That kind of judgment, the kind that drew on years of accumulated experience, that operated on 20 watts of biological computation, that updated itself continuously from every site visit and every conversation and every mistake, was still hard to replicate. The systems were getting better. They were always getting better. But they still learned in leaps between training runs, and they still struggled with the kind of sparse, rare preference spaces where a human evaluator’s intuition was genuinely the best tool available. For now.
Lunch was a sandwich she assembled herself. Considering how clever the system was getting it was strange that it still couldn’t make a decent sandwhich. She ate at her desk and read an article about evaluation work in pharmaceutical development, which was apparently going through the same growing pains that architectural review had gone through five years ago. The pharmacologists were struggling with how to structure intent stacks for drug interaction profiles - too specific and the system couldn’t explore the solution space, too general and you got safe but useless candidates. The article quoted a researcher saying, “We’re essentially trying to encode clinical intuition into context, and it turns out clinical intuition is mostly pattern recognition that experienced doctors can’t articulate.” Maya laughed. Welcome to the world of evals.
The article also mentioned that two of the major pharma platforms had switched their backend to Qianshi’s new model, which was reportedly 40% more energy-efficient per inference call than the previous generation. The gains were real but incremental. Everyone in the industry talked about the energy problem - the data centers in the North drew more power than the cities they were built next to - and everyone agreed that the current trajectory was unsustainable, and every year the trajectory sustained itself anyway because the efficiency gains kept just barely outpacing the demand growth. Her brother thought fusion-powered training clusters would resolve it within a decade. Maya thought her brother was an optimist about everything except bureaucracy.
After lunch, she had a project she actually cared about. The city was piloting a new public housing program, and Maya had been asked to help design the master intent stack. This was the top-level context that would guide the AI systems generating individual unit designs. This was upstream work, the kind of context engineering that shaped thousands of downstream decisions. It was hard, and she found it slightly scary. Every preference she encoded, every priority she set, every tradeoff she baked into the stack would propagate. Get the context right, and a thousand families get homes that work for them. Get it wrong, and the errors would be subtle, systemic, and hard to resolve later.
She’d been working on the density-versus-community-space tradeoff for two weeks. The economics pushed toward higher density. The child development literature pushed toward more shared outdoor space. The city’s own policy documents were contradictory. Pro-density in the housing strategy, pro-green-space in the urban planning framework. No system could resolve this. It was a values question, and values questions were hers to answer.

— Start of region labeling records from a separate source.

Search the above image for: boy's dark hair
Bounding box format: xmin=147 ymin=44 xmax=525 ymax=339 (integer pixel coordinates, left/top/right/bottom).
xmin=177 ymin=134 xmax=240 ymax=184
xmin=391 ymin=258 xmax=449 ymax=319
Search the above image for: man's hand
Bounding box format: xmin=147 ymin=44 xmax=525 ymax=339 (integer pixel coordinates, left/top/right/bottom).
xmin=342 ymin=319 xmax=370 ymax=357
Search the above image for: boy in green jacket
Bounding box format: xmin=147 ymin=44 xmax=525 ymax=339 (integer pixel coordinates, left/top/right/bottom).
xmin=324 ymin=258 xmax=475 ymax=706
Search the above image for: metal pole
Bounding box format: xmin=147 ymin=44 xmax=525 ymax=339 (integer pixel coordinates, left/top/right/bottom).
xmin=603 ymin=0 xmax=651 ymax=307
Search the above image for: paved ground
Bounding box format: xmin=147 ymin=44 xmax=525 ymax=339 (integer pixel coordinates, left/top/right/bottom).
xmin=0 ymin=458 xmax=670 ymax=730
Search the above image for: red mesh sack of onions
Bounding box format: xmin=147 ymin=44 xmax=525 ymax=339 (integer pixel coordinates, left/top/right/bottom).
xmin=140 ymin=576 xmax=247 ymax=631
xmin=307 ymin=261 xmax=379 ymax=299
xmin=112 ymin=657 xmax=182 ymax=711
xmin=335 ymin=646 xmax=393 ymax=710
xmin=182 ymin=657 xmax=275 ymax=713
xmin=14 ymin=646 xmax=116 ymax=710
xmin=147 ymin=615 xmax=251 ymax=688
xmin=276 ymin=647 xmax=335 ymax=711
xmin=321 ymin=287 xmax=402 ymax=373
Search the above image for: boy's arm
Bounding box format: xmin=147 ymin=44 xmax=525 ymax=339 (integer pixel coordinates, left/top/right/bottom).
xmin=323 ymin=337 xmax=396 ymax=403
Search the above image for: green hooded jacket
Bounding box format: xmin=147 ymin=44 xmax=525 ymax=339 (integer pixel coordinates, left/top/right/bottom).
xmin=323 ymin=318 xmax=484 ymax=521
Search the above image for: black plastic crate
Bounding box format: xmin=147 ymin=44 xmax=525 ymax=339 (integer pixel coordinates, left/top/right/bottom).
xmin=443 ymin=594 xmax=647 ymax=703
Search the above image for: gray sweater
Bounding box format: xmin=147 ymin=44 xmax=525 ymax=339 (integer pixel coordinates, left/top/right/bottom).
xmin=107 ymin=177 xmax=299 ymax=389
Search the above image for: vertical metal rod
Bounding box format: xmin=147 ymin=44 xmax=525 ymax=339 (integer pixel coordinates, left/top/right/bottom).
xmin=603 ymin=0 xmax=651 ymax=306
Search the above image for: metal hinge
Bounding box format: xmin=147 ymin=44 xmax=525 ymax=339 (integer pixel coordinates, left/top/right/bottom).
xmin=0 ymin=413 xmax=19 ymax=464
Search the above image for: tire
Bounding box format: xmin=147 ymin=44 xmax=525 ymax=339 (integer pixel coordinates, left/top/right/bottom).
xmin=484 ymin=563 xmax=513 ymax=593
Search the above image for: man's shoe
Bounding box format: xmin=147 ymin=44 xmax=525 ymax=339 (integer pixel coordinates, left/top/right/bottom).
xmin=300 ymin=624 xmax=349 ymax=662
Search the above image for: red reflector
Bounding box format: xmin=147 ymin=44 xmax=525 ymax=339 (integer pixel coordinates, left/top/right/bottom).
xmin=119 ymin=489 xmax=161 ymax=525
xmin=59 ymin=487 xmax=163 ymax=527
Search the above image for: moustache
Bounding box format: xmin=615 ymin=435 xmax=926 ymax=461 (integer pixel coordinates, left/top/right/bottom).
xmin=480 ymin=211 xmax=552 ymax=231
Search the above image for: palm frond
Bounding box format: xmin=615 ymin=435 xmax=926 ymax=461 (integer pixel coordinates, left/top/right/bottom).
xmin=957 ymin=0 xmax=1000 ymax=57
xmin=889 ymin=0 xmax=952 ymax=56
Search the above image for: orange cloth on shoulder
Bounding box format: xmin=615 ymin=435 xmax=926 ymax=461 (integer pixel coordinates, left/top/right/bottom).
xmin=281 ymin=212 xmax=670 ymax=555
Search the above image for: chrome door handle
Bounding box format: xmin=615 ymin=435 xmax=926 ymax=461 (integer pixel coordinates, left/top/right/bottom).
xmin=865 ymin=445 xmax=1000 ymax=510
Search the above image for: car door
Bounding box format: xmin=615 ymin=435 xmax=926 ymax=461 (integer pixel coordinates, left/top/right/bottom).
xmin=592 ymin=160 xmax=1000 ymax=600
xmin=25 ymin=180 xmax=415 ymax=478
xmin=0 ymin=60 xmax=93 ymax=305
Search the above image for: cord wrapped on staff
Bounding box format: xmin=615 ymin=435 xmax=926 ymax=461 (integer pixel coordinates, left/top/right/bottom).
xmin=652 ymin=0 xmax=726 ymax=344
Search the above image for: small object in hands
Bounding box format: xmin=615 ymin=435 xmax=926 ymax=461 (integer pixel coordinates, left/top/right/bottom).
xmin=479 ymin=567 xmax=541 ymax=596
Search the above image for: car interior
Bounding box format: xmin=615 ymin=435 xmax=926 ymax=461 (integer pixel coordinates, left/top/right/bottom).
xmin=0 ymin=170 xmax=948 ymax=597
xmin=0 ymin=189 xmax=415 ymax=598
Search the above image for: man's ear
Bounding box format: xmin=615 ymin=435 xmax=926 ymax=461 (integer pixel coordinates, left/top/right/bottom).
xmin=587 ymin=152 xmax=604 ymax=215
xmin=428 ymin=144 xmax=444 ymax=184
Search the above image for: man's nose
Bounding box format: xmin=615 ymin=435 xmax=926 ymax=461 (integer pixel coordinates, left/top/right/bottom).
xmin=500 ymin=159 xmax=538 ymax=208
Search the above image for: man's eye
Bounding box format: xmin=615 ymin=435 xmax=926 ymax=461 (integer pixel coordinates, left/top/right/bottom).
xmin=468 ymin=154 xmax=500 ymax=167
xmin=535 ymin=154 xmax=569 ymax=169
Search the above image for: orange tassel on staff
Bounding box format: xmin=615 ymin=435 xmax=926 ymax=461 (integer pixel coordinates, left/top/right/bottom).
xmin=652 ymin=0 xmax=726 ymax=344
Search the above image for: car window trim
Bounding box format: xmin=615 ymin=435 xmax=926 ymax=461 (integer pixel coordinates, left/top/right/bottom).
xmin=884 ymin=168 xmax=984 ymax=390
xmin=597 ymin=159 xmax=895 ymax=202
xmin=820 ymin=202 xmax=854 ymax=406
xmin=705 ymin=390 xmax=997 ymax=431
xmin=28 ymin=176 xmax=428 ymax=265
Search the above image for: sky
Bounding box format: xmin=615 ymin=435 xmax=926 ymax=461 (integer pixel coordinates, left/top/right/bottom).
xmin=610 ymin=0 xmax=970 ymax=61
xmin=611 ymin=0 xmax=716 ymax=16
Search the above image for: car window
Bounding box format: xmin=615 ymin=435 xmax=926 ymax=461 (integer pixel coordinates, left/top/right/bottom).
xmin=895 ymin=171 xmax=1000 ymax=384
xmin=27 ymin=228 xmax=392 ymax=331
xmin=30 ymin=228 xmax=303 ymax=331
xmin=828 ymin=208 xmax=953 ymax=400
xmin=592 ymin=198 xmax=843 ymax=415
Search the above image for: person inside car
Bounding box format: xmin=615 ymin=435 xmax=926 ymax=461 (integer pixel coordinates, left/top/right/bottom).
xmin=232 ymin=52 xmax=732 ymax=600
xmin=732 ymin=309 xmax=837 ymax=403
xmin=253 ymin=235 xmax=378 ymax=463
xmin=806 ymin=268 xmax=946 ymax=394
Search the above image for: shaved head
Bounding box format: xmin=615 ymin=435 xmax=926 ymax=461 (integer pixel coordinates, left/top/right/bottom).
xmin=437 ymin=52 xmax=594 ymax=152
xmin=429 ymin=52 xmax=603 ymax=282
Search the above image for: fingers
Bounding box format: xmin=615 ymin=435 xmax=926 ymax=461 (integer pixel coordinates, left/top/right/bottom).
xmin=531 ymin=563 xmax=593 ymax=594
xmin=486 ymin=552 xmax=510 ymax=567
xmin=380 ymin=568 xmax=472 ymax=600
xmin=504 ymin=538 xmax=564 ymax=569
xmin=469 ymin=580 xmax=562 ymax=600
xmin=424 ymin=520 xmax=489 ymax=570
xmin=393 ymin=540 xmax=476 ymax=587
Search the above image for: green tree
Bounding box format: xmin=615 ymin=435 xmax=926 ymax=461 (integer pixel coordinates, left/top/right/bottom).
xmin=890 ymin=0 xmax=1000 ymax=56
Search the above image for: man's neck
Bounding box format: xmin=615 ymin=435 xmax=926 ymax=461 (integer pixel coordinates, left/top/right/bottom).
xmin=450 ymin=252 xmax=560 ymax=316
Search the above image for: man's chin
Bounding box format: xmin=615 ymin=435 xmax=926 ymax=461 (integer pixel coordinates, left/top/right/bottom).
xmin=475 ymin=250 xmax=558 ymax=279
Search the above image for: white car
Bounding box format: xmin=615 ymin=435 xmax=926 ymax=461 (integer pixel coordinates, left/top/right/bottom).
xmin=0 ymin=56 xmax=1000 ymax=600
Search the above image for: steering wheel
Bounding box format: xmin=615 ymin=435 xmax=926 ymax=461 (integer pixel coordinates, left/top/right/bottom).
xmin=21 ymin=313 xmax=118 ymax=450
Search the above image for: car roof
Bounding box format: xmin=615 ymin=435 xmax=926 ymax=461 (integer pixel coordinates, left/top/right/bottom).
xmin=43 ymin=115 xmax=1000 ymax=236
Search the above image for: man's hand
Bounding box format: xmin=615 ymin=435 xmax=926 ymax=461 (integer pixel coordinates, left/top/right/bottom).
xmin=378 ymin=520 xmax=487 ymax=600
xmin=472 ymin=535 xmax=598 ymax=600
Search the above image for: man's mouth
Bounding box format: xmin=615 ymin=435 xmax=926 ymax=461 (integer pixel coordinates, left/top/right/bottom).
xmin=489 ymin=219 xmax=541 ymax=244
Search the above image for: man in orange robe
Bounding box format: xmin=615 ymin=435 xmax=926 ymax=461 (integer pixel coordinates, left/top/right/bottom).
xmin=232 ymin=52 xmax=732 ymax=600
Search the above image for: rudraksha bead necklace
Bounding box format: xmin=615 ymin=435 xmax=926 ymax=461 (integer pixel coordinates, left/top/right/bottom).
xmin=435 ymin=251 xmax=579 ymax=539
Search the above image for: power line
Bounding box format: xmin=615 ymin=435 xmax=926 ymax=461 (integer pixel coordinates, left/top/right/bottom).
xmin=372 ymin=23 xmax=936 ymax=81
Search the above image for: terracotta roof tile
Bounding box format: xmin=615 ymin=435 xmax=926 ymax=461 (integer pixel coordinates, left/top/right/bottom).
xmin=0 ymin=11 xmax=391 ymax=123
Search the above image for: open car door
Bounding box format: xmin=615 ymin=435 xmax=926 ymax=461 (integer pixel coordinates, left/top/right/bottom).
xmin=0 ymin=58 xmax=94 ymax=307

She had a draft framework that weighted outdoor play space more heavily for units with children, funded by slightly reduced storage allocations for units designated for single occupants. It wasn’t elegant. It was a compromise, and it would annoy the single occupants, and she’d need to present it to the city’s review board next week. She spent an hour stress-testing it. That meant running the intent stack through the generation system and reviewing the outputs, checking whether the tradeoff actually produced the spaces she had in mind. Mostly it did. The system kept under-allocating covered outdoor space, probably because the training data skewed toward open-air designs. She adjusted the context, re-ran, and reviewed. Adjusted, re-ran, reviewed.
This was the part of the job she loved. Not the mechanical review queue. This. The feeling of shaping something real through the quality of your judgment. She thought of it like tuning an instrument that someone else would play.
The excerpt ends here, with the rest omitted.